Correction: An earlier version of this story incorrectly referred to Benjamin Banneker as a freed slave. Banneker was born free in Balimiore. The story has been corrected.
In the summer of 1790, the U.S. Congress authorized President George Washington to select a 100-square-mile site along the Potomac River as the new nation’s capital. A year later, Continental Army Maj. Andrew Ellicott, joined by Benjamin Banneker, a free African American and self-taught mathematician, was commissioned to carve out the boundaries of what would soon become Washington, D.C.
As a way of clearly demarcating the new city from Maryland and Virginia, the two men began planting 40 limestone markers along the new borders in 1791. These boundary stones, as they came to be known, were planted every mile, creating the diamond-shaped swath of land that marked the original District’s borders.
“These stones are our nation’s oldest national landmarks,” said Sharon K. Thorne-Sulima, regent for the Martha Washington chapter of the D.C. Daughters of the American Revolution.

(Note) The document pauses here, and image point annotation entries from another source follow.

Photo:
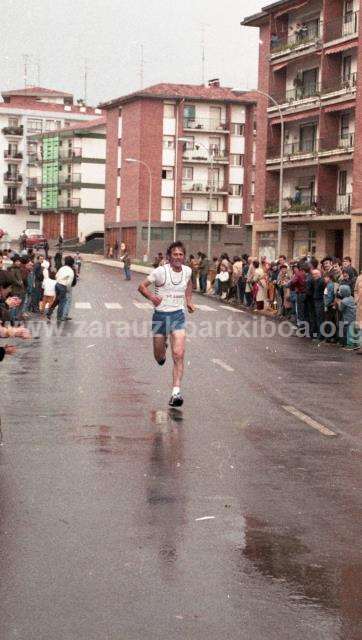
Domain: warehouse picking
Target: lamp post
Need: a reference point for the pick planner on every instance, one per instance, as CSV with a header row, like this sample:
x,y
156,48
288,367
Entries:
x,y
281,175
146,258
211,160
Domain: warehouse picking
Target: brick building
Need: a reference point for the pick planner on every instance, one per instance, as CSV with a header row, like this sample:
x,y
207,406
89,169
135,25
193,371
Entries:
x,y
212,168
24,112
66,180
310,61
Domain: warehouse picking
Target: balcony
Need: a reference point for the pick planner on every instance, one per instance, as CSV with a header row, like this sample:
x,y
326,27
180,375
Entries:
x,y
11,202
12,178
303,92
75,178
217,156
196,216
70,155
344,144
305,36
347,85
12,155
188,186
13,131
343,27
205,124
299,150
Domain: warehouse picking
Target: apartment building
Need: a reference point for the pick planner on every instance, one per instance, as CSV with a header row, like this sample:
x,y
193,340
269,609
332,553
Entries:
x,y
24,112
309,62
66,180
193,145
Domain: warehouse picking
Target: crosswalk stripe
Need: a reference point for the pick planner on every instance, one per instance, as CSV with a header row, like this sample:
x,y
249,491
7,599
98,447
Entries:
x,y
204,307
113,305
142,305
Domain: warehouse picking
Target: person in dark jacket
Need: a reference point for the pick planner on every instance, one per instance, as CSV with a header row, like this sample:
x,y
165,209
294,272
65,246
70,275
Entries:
x,y
318,301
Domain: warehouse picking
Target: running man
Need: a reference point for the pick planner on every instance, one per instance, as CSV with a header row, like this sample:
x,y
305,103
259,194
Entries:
x,y
172,285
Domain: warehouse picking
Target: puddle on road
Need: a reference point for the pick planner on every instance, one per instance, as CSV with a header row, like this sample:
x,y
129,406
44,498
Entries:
x,y
285,559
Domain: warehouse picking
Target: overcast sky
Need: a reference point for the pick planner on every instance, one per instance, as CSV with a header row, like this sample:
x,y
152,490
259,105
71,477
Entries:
x,y
61,34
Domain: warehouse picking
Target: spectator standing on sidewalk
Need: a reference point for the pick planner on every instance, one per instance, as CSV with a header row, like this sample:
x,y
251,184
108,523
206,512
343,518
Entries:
x,y
125,258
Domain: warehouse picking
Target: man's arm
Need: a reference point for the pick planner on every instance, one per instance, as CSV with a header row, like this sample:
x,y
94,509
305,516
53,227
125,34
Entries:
x,y
146,293
188,295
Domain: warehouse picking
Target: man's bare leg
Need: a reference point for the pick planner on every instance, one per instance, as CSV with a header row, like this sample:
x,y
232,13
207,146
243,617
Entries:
x,y
178,339
159,348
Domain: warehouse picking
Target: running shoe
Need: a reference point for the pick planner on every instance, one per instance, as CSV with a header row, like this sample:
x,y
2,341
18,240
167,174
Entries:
x,y
176,400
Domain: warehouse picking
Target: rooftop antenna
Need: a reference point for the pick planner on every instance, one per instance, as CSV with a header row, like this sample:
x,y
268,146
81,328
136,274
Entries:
x,y
85,80
142,66
26,61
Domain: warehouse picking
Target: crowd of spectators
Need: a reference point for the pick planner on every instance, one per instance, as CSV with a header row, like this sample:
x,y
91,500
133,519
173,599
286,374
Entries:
x,y
32,285
323,298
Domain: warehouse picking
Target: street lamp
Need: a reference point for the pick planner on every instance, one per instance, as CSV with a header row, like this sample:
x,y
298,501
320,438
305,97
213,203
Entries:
x,y
211,160
134,160
281,176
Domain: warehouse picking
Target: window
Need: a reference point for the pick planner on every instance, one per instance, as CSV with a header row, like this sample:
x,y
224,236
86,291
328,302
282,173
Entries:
x,y
237,129
345,126
234,219
168,142
186,204
166,204
189,112
187,173
167,173
35,125
236,189
168,110
158,233
190,144
342,183
236,160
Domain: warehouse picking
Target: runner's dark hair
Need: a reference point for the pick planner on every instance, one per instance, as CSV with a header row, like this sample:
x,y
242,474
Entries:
x,y
176,245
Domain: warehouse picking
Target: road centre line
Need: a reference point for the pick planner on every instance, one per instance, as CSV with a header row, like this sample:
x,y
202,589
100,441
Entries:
x,y
310,421
222,364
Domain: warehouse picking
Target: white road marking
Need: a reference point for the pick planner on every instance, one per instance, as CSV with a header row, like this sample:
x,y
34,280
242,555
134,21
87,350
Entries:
x,y
223,306
310,421
204,307
112,305
142,305
222,364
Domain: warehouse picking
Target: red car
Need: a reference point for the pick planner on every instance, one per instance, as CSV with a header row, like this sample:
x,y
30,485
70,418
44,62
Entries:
x,y
35,240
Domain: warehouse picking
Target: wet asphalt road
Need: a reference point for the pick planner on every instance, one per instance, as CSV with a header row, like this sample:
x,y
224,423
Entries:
x,y
105,493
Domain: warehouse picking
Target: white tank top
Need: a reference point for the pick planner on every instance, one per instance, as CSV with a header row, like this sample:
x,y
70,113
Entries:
x,y
170,286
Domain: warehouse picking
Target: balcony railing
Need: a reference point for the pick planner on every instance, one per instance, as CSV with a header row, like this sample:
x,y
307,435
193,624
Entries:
x,y
188,186
205,155
13,131
294,149
208,124
331,144
193,215
70,154
12,201
12,155
75,178
13,178
346,25
303,91
305,35
347,84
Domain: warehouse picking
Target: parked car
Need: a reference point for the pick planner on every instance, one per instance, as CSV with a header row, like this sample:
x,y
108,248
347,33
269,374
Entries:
x,y
34,239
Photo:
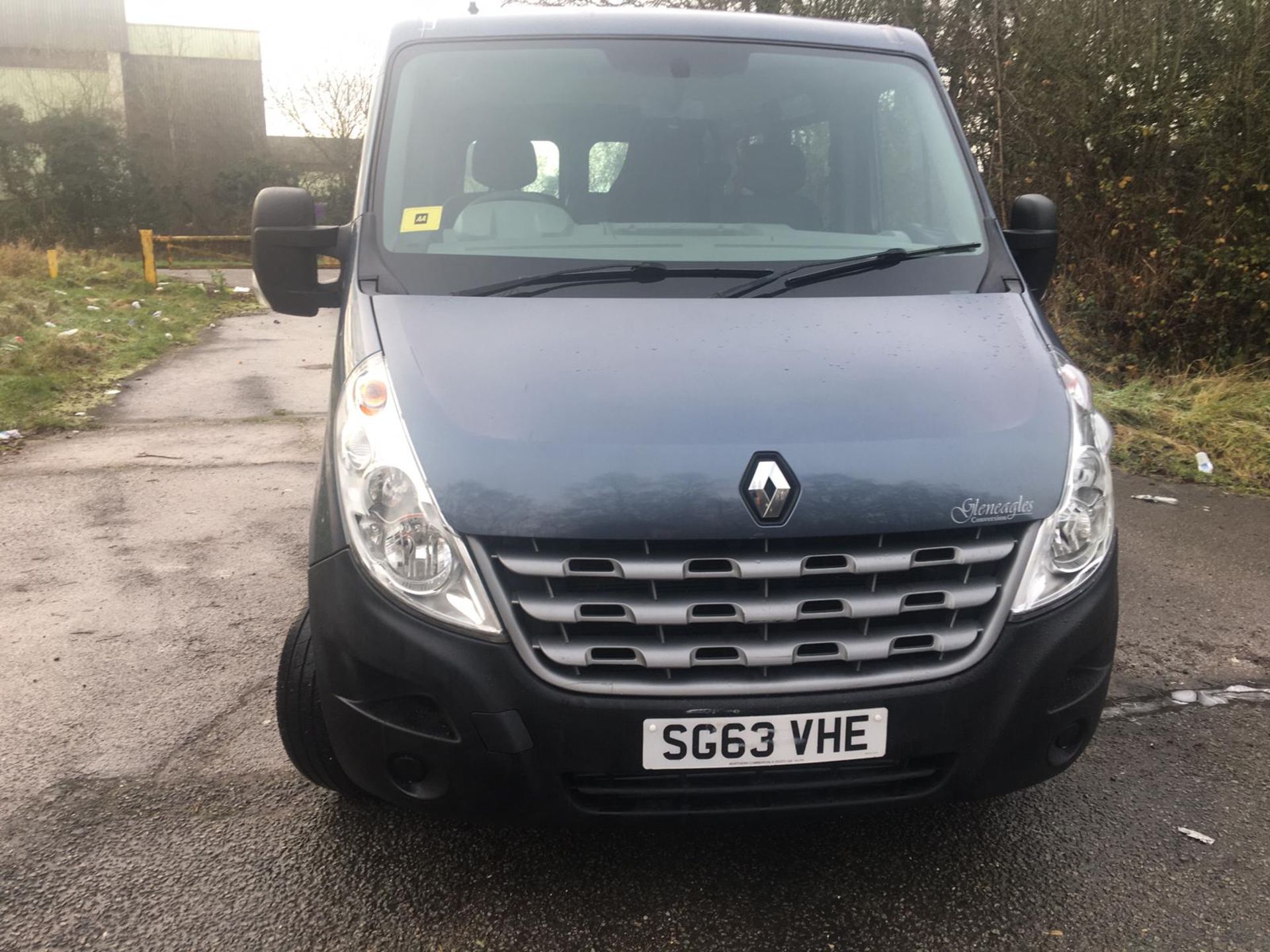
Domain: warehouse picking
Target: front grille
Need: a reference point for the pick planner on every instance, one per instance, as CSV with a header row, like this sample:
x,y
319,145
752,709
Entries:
x,y
752,616
762,789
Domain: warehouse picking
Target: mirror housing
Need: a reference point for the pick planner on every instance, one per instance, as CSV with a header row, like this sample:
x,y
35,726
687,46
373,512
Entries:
x,y
1033,240
286,241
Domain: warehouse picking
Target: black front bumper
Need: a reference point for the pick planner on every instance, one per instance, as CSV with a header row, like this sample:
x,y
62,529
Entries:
x,y
427,717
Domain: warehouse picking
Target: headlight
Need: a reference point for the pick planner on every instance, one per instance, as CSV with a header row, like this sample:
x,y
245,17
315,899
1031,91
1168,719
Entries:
x,y
1078,537
390,516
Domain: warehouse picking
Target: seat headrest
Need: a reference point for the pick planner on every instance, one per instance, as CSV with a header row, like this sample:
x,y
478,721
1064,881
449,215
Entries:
x,y
505,163
773,169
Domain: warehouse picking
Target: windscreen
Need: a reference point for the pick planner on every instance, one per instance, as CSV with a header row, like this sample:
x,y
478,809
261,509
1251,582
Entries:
x,y
507,158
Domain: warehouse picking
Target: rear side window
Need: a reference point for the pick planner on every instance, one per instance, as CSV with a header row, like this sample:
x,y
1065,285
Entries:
x,y
603,163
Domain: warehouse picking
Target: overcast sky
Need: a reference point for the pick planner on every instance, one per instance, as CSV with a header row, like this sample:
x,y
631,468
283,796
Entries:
x,y
302,38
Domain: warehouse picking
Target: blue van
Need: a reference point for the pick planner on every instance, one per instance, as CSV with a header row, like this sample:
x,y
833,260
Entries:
x,y
697,444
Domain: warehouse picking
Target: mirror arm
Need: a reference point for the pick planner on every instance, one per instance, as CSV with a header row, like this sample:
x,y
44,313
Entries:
x,y
1028,239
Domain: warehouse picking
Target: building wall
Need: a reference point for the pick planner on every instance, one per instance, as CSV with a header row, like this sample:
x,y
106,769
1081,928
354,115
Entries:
x,y
64,24
190,118
192,99
58,55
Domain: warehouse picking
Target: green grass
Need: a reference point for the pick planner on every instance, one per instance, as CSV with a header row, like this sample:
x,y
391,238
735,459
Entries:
x,y
45,379
1161,423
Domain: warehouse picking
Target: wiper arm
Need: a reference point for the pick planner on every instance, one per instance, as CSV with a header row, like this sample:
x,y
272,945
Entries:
x,y
643,272
794,278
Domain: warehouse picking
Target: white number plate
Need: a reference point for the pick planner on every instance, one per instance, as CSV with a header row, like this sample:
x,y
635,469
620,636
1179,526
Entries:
x,y
693,743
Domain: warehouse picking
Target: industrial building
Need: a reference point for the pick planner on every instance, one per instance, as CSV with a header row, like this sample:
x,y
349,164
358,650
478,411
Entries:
x,y
190,99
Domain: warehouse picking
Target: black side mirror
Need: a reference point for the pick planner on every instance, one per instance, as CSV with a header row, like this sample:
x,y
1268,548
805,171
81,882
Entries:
x,y
285,247
1033,239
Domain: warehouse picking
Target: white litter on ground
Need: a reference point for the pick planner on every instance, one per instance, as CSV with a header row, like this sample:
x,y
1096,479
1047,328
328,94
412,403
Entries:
x,y
1197,834
1177,699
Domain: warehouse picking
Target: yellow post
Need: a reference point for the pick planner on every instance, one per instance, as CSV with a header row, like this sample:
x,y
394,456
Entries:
x,y
148,257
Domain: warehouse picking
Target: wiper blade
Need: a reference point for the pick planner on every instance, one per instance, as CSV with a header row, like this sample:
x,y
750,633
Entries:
x,y
643,272
836,268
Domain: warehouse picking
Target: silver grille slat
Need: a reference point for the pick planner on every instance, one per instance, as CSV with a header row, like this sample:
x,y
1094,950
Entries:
x,y
582,651
860,561
756,610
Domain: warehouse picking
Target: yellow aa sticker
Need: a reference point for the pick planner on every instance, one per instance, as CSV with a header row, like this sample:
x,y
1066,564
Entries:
x,y
425,219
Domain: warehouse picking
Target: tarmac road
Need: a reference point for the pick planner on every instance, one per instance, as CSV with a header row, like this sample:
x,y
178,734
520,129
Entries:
x,y
148,571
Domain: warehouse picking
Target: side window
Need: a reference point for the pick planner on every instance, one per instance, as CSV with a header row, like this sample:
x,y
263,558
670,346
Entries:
x,y
549,169
904,179
603,161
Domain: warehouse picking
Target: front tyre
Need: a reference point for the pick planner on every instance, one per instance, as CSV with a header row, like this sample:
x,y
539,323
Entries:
x,y
300,720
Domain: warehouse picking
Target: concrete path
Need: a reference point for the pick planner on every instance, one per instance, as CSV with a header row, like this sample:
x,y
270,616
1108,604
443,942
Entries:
x,y
149,571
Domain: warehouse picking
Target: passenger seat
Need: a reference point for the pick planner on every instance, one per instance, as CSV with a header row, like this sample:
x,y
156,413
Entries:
x,y
505,165
771,175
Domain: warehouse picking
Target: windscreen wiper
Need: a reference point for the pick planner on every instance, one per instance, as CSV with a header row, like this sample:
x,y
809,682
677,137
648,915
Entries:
x,y
643,273
793,277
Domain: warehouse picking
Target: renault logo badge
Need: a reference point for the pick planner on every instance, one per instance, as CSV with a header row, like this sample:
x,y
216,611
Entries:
x,y
770,488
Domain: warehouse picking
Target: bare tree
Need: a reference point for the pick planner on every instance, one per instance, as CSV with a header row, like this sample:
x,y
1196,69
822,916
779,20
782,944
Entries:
x,y
332,111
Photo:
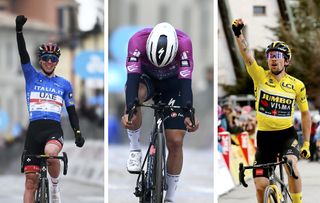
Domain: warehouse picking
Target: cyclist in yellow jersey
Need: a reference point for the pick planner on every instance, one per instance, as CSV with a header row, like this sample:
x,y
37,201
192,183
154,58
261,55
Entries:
x,y
276,93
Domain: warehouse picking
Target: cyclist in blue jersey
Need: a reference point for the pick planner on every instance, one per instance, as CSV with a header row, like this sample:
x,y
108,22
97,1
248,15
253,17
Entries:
x,y
159,66
46,93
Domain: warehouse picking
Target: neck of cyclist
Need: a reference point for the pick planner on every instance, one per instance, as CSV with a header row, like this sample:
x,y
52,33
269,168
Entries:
x,y
277,68
49,73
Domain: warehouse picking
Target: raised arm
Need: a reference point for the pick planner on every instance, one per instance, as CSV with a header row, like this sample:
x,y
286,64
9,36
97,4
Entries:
x,y
24,56
247,56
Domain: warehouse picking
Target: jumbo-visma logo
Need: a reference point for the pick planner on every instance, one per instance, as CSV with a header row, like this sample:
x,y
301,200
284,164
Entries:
x,y
89,64
275,105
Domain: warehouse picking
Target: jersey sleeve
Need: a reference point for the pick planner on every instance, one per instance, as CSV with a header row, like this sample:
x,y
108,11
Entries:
x,y
185,59
68,95
28,71
256,72
301,97
133,66
185,70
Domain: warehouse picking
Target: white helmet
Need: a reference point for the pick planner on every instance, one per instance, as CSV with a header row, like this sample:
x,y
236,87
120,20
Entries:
x,y
162,45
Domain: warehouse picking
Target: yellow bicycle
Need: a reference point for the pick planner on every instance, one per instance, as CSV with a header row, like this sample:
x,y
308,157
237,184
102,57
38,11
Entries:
x,y
272,193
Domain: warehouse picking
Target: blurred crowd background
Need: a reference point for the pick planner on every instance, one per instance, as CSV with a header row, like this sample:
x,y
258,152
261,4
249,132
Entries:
x,y
78,29
191,16
296,22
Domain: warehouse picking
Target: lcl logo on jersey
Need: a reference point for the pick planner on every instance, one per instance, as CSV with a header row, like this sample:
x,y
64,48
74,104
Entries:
x,y
287,85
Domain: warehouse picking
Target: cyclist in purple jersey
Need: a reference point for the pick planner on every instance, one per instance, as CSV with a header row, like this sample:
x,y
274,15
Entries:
x,y
159,66
46,94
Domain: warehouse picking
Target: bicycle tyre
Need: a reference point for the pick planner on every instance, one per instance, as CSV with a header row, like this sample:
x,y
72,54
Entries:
x,y
270,195
43,192
158,170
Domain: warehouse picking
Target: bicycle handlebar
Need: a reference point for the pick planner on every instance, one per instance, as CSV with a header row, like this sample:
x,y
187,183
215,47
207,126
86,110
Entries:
x,y
285,160
161,106
64,158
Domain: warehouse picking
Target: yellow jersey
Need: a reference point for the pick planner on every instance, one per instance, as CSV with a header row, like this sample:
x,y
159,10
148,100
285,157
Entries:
x,y
275,99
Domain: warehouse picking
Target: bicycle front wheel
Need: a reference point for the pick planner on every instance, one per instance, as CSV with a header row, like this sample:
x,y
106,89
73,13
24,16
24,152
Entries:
x,y
43,192
270,195
157,195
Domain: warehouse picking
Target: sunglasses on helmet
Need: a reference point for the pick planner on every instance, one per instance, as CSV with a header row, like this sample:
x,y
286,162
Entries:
x,y
47,57
275,54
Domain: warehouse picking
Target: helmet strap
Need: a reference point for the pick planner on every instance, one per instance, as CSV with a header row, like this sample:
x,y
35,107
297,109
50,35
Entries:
x,y
47,73
277,73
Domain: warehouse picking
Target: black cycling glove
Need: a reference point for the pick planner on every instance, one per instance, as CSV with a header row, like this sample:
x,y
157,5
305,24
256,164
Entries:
x,y
20,21
237,28
79,140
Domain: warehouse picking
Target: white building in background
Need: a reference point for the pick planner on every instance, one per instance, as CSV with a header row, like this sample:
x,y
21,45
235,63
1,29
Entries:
x,y
195,17
258,15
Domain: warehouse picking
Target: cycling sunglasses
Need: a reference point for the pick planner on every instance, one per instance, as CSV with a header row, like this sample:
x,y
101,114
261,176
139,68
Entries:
x,y
275,54
47,57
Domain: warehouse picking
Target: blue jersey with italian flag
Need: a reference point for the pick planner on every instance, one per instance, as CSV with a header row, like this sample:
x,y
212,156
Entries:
x,y
46,95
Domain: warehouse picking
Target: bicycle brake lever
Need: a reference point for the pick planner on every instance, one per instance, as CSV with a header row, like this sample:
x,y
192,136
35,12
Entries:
x,y
132,110
242,175
289,164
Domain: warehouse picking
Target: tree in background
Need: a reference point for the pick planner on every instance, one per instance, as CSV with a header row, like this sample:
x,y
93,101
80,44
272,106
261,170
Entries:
x,y
305,46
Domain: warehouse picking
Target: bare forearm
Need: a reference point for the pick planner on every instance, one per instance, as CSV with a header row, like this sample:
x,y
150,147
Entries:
x,y
306,125
244,50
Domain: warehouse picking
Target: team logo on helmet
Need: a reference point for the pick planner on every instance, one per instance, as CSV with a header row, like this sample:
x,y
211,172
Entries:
x,y
49,48
162,45
280,46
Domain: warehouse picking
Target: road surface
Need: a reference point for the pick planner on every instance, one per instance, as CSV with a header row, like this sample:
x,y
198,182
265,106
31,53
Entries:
x,y
71,191
310,173
195,185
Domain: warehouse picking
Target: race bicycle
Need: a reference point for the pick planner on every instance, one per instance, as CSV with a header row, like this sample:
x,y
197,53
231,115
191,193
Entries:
x,y
151,182
272,193
42,193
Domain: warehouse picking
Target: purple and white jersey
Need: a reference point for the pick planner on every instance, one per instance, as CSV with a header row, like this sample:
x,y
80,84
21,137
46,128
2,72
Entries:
x,y
138,62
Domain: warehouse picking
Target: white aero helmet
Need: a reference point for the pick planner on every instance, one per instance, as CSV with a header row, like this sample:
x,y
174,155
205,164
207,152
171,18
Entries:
x,y
162,44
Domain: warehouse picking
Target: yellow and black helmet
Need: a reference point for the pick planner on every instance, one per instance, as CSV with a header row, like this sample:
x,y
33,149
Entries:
x,y
280,46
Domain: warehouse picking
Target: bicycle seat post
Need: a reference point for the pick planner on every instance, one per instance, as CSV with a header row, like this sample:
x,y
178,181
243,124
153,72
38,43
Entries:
x,y
43,167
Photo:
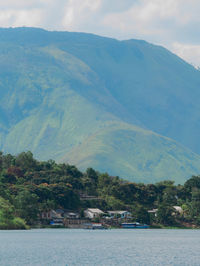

Now, 223 years later, a team lead by Thorne-Sulima’s chapter is working to restore 26 of the boundary stones along the District-Maryland border. The group is in the middle of an effort to raise more than $50,000 to preserve the stones, which are six feet in length. Volunteers hope to complete the effort later this year. There is also a separate effort to restore the 14 boundary stones in Virginia, which are part of original city land that was retuned to the state in 1846.
“Our historic preservation staff has been working over the past several years to make this project happen,” said David Maloney, state historic preservation officer in the D.C. Office of Planning. “We have partnered with DDOT [District Department of Transportation] and the NPS’s [National Park Service] Historic Preservation Training Center to fully restore these important historic artifacts.”
The conditions of the stones vary widely. In some cases they have been buried by brush. In other cases they have weathered 200 years of elements well. Each stone, which some liken to mini-Washington monuments because of their shape, is inscribed with “Jurisdiction of the United States” on the side of the stone facing the District. The opposite side has “Maryland” or “Virginia.” engraved on the side facing that state.
The 40 stones are anchored by four stones at each point of the original city’s boundaries, illustrating how expansive Washington’s vision was for the city: the East stone is located at Eastern Avenue and Southern Avenue in Northeast; the West stone is at the intersection of Meridian and West streets in Falls Church; the South stone is under water at the Jones Point Lighthouse in Alexandria; and the North stone is at the intersection of East-West Highway and 16th Street in Northwest.
Each time a stone is successfully restored, Thorne-Sulima’s group holds a ceremony presided over by a local group of Freemasons from the Most Worshipful Prince Hall Grand Lodge of the District of Columbia. Earlier this month, a group of volunteers gathered around stone SE6 in Southeast Washington and discussed the conditions of the 26 stones slated for restoration.
“Some of the stones were cleaned, some had fences that were repainted, some stones needed to be reset because they are six feet tall with three feet below the ground,” Thorne-Sulima said. “Four stones were severely damaged or lost, and replicas have been created.”
The first stone was placed April 15, 1791, by George Washington during a ceremony in which corn, wine and oil was poured on the stone. That Masonic ritual was repeated at the ceremony earlier this month.
Thorne-Sulima said that she considers boundary stones the oldest of federal monuments. She added that Washington had initially included Old Town Alexandria within the District’s limits, because it was one of the four busiest ports in the country.
“We are all about historic preservation,” she said. “One of the three points of the DAR mission is historic preservation, along with education and patriotism.”